Dimanche 21 juin 2009

En réalité nos entreprises ne s’achèvent pas lorsqu’elles semblent nous satisfaire dans leurs contenus, leur allure ou leur chemin, mais seulement lorsque l’autre qui ne fait qu’un avec nous et qui a suivi avec bienveillance l’affaire dans notre dos peut se retirer de la scène avec une image qui préserve les autres images – tant celles qui ont été que celles qui seront – collectées et promises dans la mémoire discontinue de la bibliothèque de Babel.

Si le poème fait entendre tant bien que mal le mouvement dont il est le produit et qui en est sa source bégayante, s’il fournit une arène à la vie qui le traverse, si, pour qu’elle puisse se maintenir en équilibre, il lui offre une assiette, s’il ne prend pas la vie en otage et si, maintenant ou tout à l’heure, il oblige sans prévenir l’auteur épuisé à déposer les armes, il est grand temps que celui-ci se retire et s’attelle à autre chose.
Mais si, dans le même temps, le poème hypothèque ce qui ne le concernait pas, il est encore temps de se soumettre et de recommencer, ou naturellement de se taire.

Les textes sont avec la conscience consciente les seuls accidents de l’espace continu.
J’aime assez cette idée que les textes sont des singularités disséminées dans le réel, comme des îles, sans que celles-ci n’aient pourtant aucune relation avec lui, sinon celle d’offrir à celui qui y débarquerait un répit, une vacance: on sort du jeu, intouchable comme à la courate perchée.

Le texte est comme un avion de papier imprimé habilement plié qui profite de l’impulsion initiale pour garder de l’altitude, tournoyer, venir d’ici et aller nulle part. Comment peut-il m’être étranger s’il a volé jusqu’à moi?

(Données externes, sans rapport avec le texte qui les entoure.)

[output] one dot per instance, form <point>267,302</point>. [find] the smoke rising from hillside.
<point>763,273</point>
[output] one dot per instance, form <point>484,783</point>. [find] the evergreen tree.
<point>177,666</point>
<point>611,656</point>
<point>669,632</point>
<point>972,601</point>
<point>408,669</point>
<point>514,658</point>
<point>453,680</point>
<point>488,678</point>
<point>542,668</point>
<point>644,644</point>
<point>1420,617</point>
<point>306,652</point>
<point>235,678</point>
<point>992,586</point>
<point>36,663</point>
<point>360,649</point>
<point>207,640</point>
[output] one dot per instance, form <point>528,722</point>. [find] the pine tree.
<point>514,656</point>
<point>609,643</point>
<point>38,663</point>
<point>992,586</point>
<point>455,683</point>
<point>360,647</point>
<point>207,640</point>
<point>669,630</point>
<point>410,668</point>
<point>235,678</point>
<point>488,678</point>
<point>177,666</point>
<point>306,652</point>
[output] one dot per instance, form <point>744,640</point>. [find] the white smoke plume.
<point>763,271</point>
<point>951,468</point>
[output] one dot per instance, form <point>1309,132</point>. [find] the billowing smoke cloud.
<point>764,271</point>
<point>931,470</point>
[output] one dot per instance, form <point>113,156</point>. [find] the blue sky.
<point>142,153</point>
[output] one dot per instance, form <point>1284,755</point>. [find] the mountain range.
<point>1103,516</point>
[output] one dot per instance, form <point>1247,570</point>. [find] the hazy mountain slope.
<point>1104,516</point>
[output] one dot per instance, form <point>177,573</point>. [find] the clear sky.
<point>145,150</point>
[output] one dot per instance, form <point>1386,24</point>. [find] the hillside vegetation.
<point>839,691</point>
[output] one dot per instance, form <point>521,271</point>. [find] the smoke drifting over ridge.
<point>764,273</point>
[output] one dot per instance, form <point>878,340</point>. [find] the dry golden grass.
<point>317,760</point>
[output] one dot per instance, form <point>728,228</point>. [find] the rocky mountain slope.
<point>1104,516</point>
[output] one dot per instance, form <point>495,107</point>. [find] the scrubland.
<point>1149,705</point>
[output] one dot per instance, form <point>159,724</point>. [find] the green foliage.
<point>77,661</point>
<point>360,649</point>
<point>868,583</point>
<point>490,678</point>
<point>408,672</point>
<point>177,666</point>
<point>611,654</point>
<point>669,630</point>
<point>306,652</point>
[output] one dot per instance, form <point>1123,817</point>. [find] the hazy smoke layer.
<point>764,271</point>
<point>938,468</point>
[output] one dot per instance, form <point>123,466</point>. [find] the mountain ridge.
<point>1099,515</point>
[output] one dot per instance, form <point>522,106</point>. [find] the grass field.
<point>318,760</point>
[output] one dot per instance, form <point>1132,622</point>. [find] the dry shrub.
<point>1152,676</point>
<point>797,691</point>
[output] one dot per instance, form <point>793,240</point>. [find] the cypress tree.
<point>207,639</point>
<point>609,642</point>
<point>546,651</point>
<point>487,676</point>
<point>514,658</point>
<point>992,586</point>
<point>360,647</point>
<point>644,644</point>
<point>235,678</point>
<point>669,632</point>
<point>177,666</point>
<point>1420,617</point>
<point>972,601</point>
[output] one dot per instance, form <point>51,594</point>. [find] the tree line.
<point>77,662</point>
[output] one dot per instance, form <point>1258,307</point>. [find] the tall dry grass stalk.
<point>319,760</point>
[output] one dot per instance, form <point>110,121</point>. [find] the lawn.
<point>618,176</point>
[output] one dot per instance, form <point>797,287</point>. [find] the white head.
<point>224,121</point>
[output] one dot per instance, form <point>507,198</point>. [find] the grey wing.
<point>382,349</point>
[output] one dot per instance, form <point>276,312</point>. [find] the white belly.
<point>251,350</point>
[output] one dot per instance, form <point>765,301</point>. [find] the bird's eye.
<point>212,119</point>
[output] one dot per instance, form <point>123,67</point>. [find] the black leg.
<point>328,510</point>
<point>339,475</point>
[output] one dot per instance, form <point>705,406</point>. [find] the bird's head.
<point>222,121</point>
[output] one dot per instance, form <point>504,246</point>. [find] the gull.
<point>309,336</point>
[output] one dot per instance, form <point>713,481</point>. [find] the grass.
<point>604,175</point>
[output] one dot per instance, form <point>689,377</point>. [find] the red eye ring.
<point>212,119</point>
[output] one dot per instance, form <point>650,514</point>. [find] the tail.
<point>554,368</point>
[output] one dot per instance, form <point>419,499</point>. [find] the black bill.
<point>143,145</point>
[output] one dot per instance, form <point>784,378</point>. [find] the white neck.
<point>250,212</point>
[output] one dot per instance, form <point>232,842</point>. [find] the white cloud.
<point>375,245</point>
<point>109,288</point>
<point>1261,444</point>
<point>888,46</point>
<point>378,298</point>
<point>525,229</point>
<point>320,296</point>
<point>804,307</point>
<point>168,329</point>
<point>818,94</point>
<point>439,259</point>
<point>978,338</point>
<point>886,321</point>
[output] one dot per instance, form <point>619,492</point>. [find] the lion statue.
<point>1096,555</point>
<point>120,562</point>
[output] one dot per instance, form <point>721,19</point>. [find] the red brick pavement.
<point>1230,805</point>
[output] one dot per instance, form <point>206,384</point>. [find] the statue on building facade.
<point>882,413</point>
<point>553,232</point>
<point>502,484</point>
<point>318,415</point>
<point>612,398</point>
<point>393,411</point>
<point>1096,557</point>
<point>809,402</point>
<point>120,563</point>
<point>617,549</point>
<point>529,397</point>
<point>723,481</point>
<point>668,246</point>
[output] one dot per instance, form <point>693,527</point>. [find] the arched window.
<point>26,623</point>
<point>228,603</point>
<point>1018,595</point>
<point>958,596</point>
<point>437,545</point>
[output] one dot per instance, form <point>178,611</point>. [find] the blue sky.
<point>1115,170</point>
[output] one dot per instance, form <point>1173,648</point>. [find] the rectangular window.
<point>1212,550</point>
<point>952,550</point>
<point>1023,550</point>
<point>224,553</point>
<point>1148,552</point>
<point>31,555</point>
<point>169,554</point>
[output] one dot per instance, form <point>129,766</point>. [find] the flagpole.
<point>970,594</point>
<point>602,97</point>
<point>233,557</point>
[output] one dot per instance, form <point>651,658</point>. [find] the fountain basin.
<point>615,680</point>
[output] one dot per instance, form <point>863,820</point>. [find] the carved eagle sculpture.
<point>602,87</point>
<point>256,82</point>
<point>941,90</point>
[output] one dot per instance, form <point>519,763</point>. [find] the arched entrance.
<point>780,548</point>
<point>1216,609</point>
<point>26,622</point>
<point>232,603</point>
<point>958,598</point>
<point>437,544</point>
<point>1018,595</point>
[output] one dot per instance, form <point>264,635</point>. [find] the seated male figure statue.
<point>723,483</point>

Divin et je le lis en conséquence.
Et je le lance plus loin.

Il y a deux mondes, l’un dans lequel on est embarqué et dont il ne sert à rien de vouloir s’extraire autrement qu’en mourant, un autre dans lequel on est sans attache à mille milles de toute terre connue et qui nous permet de voir la nôtre comme on ne la voit jamais d’ici, comme une médiation vers autre chose. Et c’est parce que nous passons si aisément de l’une à l’autre que nous avons à faire avec le divin.

Commencer quoi que ce soit, c’est évident, relève du courage et de l’inconscience; ce sont la suffisance, l’épuisement ou les conventions qui commandent la plupart du temps le terme de nos entreprises. Mais c’est parfois aussi ce qui s’y est glissé, ce qui a grandi aux dépens de son auteur et qui a décidé un jour de se dégager de ce qui le retient, ferme la porte et va pour son compte.
Chaque mot, chaque geste se devrait donc de garder les portes et les fenêtre ouvertes. Le sens ne doit pas buter dans l’impasse que constitue sa fin, car c’est précisément là, à la fin, là où sont collectés tous les flux qui bariolent les deltas de nos vies que s’ouvre sur la mer ce qui est à dire et que le texte a désigné en le taisant.

La majeure partie de nos gestes, de nos pensées, de nos projets sont des réactions aux circonstances négatives qui se présentent et qui pourraient, si on n’y réagit pas sur le champ, entamer tragiquement notre intégrité physique ou mentale. Un peu comme l’énoncé négatif qui ne reconnaît que trop bien ce qu’il nie.
Reste une part de liberté aux pouvoirs exorbitants qui nous met au prises avec rien. Un peu comme un assertion qui anticiperait ce qui n’a jamais été exploré. Mais pour s’engager sur cette voie étroite et faire quelques pas dans ce désert, faut-il encore accepter d’être n’importe qui et accueillir un autre sans lequel ce désert resterait désert.